I have yet to find this magical financial number...but that is probably what I get for taking financial advice from ANY Real Housewife.
BUT these are my two no-fail, money saving gold mines for single moms:
1)Hand me downs. If you don’t have any friends or family who take pity on you and give you all their old crap, I honestly suggest scoping out a mom at the park with a baby roughly 6 months to a year older than your own nugget, then following her home and begging for her clothes. I have purchased clothes for stupid money that Bug has worn ONCE! ONCE! That is why hand me downs are amazing. I promise that 90% of the clothing has been used less than 5 times. Hell, I have bought consignment True Religions for $100 that were in worse condition than the box of baby clothes I got for FREE from my cousin! Find someone, anyone, who will give you hand me down baby clothes. DO NOT BUY BABY CLOTHES NEW. EVER. Those assholes at Carters probably have enough money to bail out Wall Street with the scam they’re running.
2) While you are at it, don’t buy toys either. I believe in buying books…kids can never have enough books, and I make it my one promise to Bug that I will never tell him no when it comes to books…unless he’s like 5 and asking for 50 Years of Playboy. But toys? Just don’t. Save the extravagant, noise making toys for the grandparents…grandparents love that shit. But if you see a toy a Target that sings and farts and blows bubbles, seriously avoid it. This is what Bug has in or around his toy box right now:
a. A bag of blocks.
b. Rattles, shakers and various other noise makers.
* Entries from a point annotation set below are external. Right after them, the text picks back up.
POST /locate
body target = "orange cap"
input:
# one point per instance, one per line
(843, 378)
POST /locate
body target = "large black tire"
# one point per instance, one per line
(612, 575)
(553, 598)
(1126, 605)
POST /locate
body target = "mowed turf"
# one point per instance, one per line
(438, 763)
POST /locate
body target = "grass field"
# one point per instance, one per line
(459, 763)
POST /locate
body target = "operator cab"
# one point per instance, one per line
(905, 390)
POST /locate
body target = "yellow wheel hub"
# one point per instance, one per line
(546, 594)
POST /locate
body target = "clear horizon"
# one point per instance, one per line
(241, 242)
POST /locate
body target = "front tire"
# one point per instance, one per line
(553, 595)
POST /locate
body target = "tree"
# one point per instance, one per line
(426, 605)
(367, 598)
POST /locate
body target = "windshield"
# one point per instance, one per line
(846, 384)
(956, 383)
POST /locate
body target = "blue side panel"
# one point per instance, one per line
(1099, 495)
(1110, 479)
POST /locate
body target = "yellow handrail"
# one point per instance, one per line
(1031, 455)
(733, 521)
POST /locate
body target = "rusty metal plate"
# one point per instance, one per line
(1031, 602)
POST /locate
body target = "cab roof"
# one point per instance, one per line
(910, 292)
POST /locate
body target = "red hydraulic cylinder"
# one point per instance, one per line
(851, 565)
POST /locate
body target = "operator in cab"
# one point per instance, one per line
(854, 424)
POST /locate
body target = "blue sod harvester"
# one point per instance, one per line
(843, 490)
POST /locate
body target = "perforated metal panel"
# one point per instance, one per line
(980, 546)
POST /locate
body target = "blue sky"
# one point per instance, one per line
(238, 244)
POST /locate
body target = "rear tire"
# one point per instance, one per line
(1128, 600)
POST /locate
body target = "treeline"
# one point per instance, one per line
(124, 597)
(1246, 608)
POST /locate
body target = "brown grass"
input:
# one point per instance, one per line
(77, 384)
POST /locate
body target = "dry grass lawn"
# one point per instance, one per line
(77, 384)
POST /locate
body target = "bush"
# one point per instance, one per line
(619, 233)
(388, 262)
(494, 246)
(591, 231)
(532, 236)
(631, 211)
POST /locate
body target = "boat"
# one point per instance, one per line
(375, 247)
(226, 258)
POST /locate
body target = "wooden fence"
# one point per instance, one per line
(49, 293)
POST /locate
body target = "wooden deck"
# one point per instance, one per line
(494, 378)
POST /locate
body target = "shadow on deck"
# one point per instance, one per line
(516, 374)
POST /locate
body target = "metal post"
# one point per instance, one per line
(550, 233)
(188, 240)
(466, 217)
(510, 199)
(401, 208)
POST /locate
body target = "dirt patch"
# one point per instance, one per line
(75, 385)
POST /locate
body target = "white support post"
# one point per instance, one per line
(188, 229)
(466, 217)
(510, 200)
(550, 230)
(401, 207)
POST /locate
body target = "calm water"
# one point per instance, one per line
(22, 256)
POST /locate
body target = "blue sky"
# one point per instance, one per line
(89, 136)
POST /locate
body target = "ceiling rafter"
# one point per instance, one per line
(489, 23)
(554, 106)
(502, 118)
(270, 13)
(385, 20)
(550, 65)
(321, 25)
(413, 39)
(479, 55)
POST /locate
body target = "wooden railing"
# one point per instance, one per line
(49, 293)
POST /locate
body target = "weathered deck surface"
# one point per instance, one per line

c. A riding dragon that sings.
d. Fifty balls.
e. A baby cell phone.
f. A baby ipod.
g. A toy hammer.
h. A toy bat.
i. About 400 stuffed animals.
Want to know what kept Bug occupied for close to an hour yesterday? An empty oatmeal container filled with random crap from one of the kitchen drawers…a lid, a spoon, some silicone thing, oh…and an empty water bottle. Yup. Hundreds of dollars spent on toys and my baby was more interested in an empty water bottle.
DO NOT SPEND MONEY ON TOYS.
You’re welcome.
Love,
mama & b
Monday, March 12, 2012
I call this segment "Shit You Put up with When You are a Mom." Part 1.
In the weeks following Bug’s arrival home from the hospital,
he did a lot of what babies regularly do—eat, sleep, poop and pee. And I will
admit, in that first week, he managed to pee on his own face, in my face and
actually poop down the leg of his 10 year old brother.
It went a little like this:
I announced Bug needed a diaper change. Big Brother offered
to try his hand at his FIRST poop diaper. He takes Bug into the nursery. A few
moments of silence, followed by “Uh, Melissa, everything is ok, but I think I need
your help.” I causally meander in, not wanting to embarrass Big Brother if he
was having troubles figuring out, say, how to fasten the diaper correctly. This
is what I walk in on: Bug’s feet up in the air, butt aimed straight at Big
Brother, who had hot baby mustard poop running down his bare leg. Big Brother was a
total trooper, though. He handled it probably better than I would have,
honestly. He laughed it off, and even went on to help clean up the mess.
Flash forward. In the 9 months since then, I have become a
diaper changing professional. I have the system down and am happy to report I have
had little to no baby urine on my person since his first weeks.
Until yesterday. I got cocky. I thought that I could risk it
and actually leave his boy parts uncovered while reaching for the diaper cream.
As I turned back around, my face was met with a steady stream of baby pee, hitting me directly in my
eyeballs at a pretty alarming strength. And you know what the worst part about
the whole thing was? He laughed. Once he was done, he looked straight up at me
and laughed. Not a “oh crap, mommy is mad” nervous kind of laugh. But a look-straight-into-my-face,
“your problem, lady” kind of laugh.
That’s the shit you put up with when you are a mother—being
tagged in the eye by fresh baby urine, then getting laughed at.